Implantation of Cranial Imaging Window in Mouse Model: A Surgical Procedure to Implant Glass-based Coverslip for Stable Optical Access to Regions of Murine Brain

All procedures involving animal models have been reviewed by the local institutional animal care committee and the JoVE veterinary review board.

1. Tumor Cell Implantation and Cranial Imaging Window Preparation

1. Surgical Preparation
   1. Use adult mice (>6 weeks old) of any strain or gender. Sedate a mouse by injecting fluanisone [neuroleptic] + fentanyl [opioid]) (0.4 mL/kg) + benzodiazepine sedative (2 mg/kg) at a dose of 1:1:2 in sterile water. Assess the animal's sedation state by toe pinch.
      NOTE: In this protocol, both female and male C57BL/6 mice were used due to the same genetic background of the tumor cell line used in these experiments (GL261). The mouse will stay fully sedated for 1.5 h. Alternatively, use inhalation anesthesia such as isoflurane (1.5%–2% isoflurane/O₂ mixture).
   2. Mount the mouse on a stereotactic frame and secure the head using a nose clamp and two ear bars.
   3. Use a heating lamp to preserve body temperature. Heating lamp should be used with caution, alternatively water recirculating heating pads can be used.
   4. Apply eye ointment to protect the mouse's corneas from drying.
   5. Use sharp scissors to shave the fur on the skull (dorsal area from the mouse's eyes to the base of its skull) and disinfect the exposed skin with 70% ethanol.
   6. Cut the skin in a circular manner with sharp scissors and scrape away the periosteum underneath with a cotton swab. Apply a drop of lidocaine 1% + epinephrine 1:100,000 for 5 min and remove the excess with a cotton swab.
   7. Glue the edges of the skin to the skull with cyanoacrylate glue.
   8. Place the stereotactic frame under a dissection stereo microscope with 4x magnification.
   9. Visualize the skull through the dissection microscope and drill a circular groove of 5 mm in diameter over the right parietal bone. Perform this step carefully and only superficially, avoiding any pressure on the skull.
   10. Apply a drop of cortex buffer (125 mM NaCl, 5 mM KCl, 10 mM glucose, 10 mM HEPES buffer, 2 mM MgSO₄, and 2 mM CaCl₂ [pH 7.4]) and lift the bone flap using thin forceps.
   11. For the following steps, keep the brain surface covered with cortex buffer unless indicated otherwise.
   12. Under the dissection microscope, visualize the brain surface and remove the dura mater using curved, tapered, very fine point tweezers. If bleeding occurs at this stage, use an absorbable gelatin sponge to stop it.

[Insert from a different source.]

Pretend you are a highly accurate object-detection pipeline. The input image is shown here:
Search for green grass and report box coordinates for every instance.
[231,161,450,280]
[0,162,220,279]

2. Cranial Imaging Window Preparation

1. Remove the cortex buffer and place a drop of silicone oil on the craniotomy site to avoid air bubbles under the window.
2. Seal the exposed brain with a 6 mm coverslip. Apply cyanoacrylate glue between the coverslip and the skull. Gently press the coverslip against the skull with the help of fine tweezers to ensure minimal distance between the brain and the coverslip.